How does LangChain help to overcome the limited context size of ChatGPT?


It's not possible to pass long documents to ChatGPT directly due to its limited context size. So for example question answering or summarization of long documents is not possible at first sight. I've learned how ChatGPT can in principle "know" larger contexts -- basically by summarizing a sequence of previous contexts from the chat history -- but will this suffice to detect really long-range dependencies (bearing "meaning") inside really long texts?

LangChain seems to offer an solution, making use of OpenAI's API and vectorstores. I'm looking for a high-level description what's going on when LangChain makes accessible long documents or even corpora of long documents to ChatGPT and then makes use of ChatGPT's NLP abilities by clever automated prompting, e.g. question answering or summarization. Let's assume that the documents are already formatted as LangChain Document objects.


Solution

  • So you have you document(s) that contain a lot of text. LangChain can load these documents and get the text from these documents. As the text is too big to be used for the context it needs to be splitted into several chunks.

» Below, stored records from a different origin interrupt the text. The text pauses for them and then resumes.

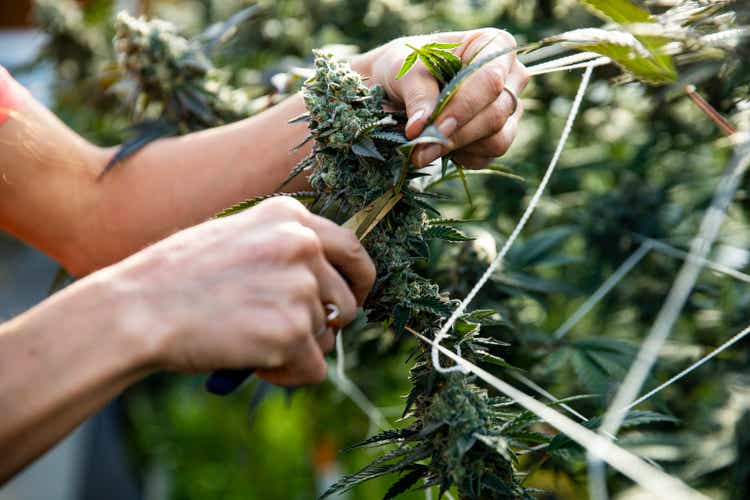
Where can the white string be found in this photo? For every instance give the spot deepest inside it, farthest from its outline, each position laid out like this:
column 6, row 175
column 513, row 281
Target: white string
column 540, row 390
column 604, row 289
column 678, row 295
column 643, row 474
column 345, row 385
column 672, row 251
column 729, row 343
column 602, row 61
column 521, row 223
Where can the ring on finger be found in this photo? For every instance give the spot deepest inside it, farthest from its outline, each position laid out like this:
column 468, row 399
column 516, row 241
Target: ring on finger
column 514, row 98
column 333, row 315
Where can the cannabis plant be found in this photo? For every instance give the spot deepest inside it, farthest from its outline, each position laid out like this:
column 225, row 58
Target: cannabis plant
column 178, row 89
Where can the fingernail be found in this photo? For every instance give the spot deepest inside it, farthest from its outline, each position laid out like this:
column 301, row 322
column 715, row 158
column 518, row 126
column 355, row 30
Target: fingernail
column 430, row 154
column 415, row 118
column 448, row 126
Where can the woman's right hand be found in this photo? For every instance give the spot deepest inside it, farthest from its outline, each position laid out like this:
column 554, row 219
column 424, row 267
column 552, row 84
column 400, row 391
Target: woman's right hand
column 247, row 291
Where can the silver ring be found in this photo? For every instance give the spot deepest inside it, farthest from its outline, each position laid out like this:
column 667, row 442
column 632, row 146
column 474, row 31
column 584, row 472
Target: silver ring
column 514, row 97
column 332, row 319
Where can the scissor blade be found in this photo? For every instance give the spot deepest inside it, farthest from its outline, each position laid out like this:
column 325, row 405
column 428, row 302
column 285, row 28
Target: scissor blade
column 366, row 219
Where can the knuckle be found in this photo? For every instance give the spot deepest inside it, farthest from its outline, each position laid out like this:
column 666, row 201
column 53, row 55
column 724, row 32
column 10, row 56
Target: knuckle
column 498, row 145
column 305, row 241
column 496, row 119
column 306, row 284
column 495, row 79
column 285, row 205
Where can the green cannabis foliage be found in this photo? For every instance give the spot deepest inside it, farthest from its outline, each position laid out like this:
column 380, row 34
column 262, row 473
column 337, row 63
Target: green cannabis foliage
column 642, row 162
column 176, row 75
column 455, row 425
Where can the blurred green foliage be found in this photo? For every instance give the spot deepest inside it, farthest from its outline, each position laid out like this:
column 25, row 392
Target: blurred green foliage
column 642, row 162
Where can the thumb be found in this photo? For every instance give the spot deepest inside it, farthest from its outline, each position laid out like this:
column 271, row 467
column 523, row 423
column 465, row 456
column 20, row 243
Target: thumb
column 419, row 91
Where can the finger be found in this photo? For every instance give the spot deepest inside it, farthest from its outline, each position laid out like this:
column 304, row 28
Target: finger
column 498, row 144
column 492, row 119
column 334, row 290
column 345, row 252
column 419, row 92
column 484, row 86
column 486, row 125
column 327, row 341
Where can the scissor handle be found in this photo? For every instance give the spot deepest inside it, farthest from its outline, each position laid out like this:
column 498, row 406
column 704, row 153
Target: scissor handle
column 223, row 382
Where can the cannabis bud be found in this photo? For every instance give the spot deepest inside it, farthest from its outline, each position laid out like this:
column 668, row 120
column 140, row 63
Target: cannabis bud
column 456, row 434
column 176, row 72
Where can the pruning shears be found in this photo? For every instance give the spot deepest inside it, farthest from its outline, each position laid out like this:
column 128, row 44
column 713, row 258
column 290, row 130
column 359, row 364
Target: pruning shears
column 223, row 382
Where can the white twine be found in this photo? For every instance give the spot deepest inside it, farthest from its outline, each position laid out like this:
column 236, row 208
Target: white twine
column 603, row 290
column 643, row 474
column 602, row 61
column 678, row 295
column 443, row 333
column 338, row 377
column 726, row 345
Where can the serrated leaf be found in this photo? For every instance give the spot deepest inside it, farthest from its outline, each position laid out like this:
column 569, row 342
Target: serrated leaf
column 446, row 233
column 406, row 482
column 408, row 63
column 366, row 148
column 619, row 11
column 647, row 64
column 387, row 436
column 387, row 136
column 433, row 305
column 452, row 87
column 632, row 419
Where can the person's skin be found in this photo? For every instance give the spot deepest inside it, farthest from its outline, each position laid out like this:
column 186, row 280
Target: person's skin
column 242, row 292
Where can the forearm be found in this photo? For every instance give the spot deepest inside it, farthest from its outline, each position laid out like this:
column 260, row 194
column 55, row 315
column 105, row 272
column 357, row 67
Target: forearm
column 59, row 363
column 178, row 182
column 52, row 197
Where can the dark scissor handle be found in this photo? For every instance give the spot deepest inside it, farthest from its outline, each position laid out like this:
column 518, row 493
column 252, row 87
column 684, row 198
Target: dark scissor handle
column 223, row 382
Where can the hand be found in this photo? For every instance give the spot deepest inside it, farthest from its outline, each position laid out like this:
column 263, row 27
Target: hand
column 480, row 120
column 248, row 291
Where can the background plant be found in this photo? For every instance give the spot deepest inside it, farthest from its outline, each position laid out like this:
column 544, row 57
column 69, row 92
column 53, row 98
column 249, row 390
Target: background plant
column 641, row 162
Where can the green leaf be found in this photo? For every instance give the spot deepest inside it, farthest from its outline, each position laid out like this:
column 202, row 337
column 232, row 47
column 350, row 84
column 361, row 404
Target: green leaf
column 646, row 62
column 534, row 250
column 447, row 233
column 387, row 436
column 632, row 419
column 408, row 63
column 303, row 196
column 619, row 11
column 453, row 86
column 406, row 482
column 366, row 148
column 433, row 305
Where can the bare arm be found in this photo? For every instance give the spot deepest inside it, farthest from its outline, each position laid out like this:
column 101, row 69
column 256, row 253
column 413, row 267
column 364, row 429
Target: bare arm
column 242, row 292
column 50, row 195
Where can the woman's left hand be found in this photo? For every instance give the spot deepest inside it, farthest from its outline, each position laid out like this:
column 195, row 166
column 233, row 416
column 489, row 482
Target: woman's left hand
column 481, row 120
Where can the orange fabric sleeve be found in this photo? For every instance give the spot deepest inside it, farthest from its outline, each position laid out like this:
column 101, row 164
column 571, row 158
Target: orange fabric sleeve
column 12, row 94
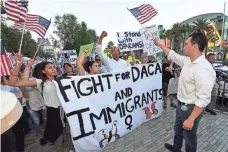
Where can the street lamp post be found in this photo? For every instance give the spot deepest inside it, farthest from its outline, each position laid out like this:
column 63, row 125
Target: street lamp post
column 223, row 24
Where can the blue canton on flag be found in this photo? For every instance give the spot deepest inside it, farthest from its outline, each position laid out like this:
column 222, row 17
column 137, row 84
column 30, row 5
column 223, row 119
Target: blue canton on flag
column 44, row 22
column 136, row 12
column 23, row 3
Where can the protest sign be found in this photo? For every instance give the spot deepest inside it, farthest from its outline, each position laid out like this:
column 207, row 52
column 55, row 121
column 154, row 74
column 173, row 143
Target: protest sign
column 83, row 47
column 50, row 59
column 129, row 41
column 147, row 34
column 71, row 54
column 102, row 108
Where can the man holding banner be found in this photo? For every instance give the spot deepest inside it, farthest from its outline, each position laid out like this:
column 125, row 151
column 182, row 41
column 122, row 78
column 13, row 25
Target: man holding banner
column 194, row 90
column 115, row 62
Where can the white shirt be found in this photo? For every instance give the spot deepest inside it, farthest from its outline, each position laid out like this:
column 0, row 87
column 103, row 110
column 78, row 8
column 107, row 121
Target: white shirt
column 196, row 81
column 50, row 95
column 111, row 64
column 103, row 69
column 15, row 90
column 36, row 101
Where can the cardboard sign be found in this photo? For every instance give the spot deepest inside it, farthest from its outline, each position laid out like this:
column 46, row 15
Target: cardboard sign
column 102, row 108
column 147, row 34
column 129, row 41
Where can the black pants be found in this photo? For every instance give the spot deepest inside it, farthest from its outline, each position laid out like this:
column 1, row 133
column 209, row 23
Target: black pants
column 54, row 126
column 190, row 137
column 8, row 142
column 18, row 130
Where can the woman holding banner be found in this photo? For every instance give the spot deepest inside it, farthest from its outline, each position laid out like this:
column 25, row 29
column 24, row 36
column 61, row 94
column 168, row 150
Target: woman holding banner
column 89, row 67
column 47, row 73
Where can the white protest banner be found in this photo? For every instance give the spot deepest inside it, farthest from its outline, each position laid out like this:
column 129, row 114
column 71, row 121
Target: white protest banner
column 147, row 34
column 102, row 108
column 129, row 41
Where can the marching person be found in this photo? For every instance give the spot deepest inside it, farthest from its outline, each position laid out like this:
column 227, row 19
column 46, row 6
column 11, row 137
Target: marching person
column 68, row 68
column 167, row 74
column 54, row 125
column 211, row 58
column 16, row 135
column 194, row 90
column 88, row 67
column 115, row 63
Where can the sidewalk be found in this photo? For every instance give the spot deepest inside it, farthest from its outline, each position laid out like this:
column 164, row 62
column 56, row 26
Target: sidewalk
column 151, row 136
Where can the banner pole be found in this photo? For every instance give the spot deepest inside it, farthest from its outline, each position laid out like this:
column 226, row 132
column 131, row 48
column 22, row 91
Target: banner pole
column 22, row 35
column 38, row 48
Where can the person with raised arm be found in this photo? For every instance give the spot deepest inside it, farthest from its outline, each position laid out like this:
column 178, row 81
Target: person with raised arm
column 196, row 82
column 47, row 73
column 88, row 67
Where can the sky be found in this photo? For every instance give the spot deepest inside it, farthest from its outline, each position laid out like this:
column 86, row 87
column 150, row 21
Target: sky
column 112, row 15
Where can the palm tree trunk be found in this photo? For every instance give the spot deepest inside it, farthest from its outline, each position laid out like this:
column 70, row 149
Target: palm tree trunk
column 206, row 51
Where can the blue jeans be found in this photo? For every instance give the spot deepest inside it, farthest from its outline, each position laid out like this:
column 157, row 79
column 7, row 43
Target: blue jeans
column 190, row 137
column 35, row 116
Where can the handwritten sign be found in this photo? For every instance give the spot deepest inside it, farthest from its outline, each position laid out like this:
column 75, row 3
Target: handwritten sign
column 129, row 41
column 72, row 54
column 147, row 34
column 102, row 108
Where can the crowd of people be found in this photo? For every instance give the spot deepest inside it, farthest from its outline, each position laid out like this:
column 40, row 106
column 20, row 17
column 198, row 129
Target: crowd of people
column 35, row 89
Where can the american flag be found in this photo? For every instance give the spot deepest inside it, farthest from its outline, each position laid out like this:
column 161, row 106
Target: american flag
column 34, row 23
column 16, row 10
column 5, row 62
column 143, row 13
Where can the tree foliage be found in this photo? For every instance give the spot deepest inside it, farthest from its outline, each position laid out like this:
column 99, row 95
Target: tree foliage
column 71, row 33
column 110, row 45
column 12, row 38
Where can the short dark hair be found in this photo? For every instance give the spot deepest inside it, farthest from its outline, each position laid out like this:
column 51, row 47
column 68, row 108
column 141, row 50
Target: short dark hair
column 67, row 64
column 200, row 39
column 210, row 54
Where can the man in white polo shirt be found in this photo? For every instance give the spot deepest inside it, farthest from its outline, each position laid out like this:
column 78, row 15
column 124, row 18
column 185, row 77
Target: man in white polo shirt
column 115, row 63
column 196, row 82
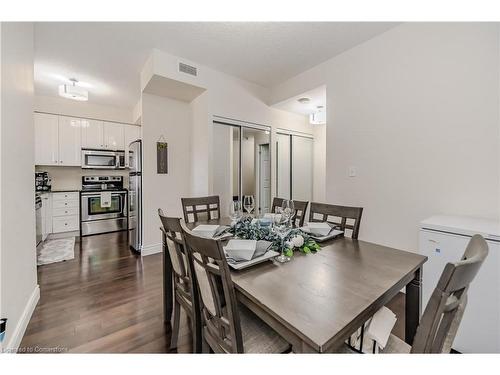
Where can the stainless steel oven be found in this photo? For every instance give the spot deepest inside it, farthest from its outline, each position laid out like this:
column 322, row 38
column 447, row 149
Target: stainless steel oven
column 104, row 205
column 102, row 159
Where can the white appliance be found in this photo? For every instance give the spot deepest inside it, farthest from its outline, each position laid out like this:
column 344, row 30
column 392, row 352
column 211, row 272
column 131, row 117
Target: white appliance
column 443, row 239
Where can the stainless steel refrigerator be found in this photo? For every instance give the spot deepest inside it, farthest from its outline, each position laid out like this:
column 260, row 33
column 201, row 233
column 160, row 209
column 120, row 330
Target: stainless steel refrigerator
column 135, row 195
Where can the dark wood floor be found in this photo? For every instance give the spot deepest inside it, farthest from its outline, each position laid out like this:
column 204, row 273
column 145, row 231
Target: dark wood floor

    This can for example be done with LangChain's RecursiveCharacterTextSplitter. You'll have to determine the size of the chunks, so it again won't be to large to be used for the context size. By setting a chunk overlap you can keep context between the chunks.

    After you have your desired chunks you'll need to create embeddings for each of these chunks, for example by using the OpenAIEmbeddings. These embeddings will be used to find to most relevant chunks of texts based to answer the query. This means that it will not use the entire content of the documents for the context, but only the most relevant parts of the document. These chunks and embeddings are stored into the vector database.

    When the relevant chunks are found these can be passed into a prompt template. For example a default prompt template in LangChain's RetrievalQA looks like this:

    Use the following pieces of context to answer the question at the end. If you don't know the answer, just say that you don't know, don't try to make up an answer.
    
    {{CONTEXT}}
    
    Question: {{QUESTION}}?
    Helpful Answer:
    

    This is then passed to the LLM to generate an answer.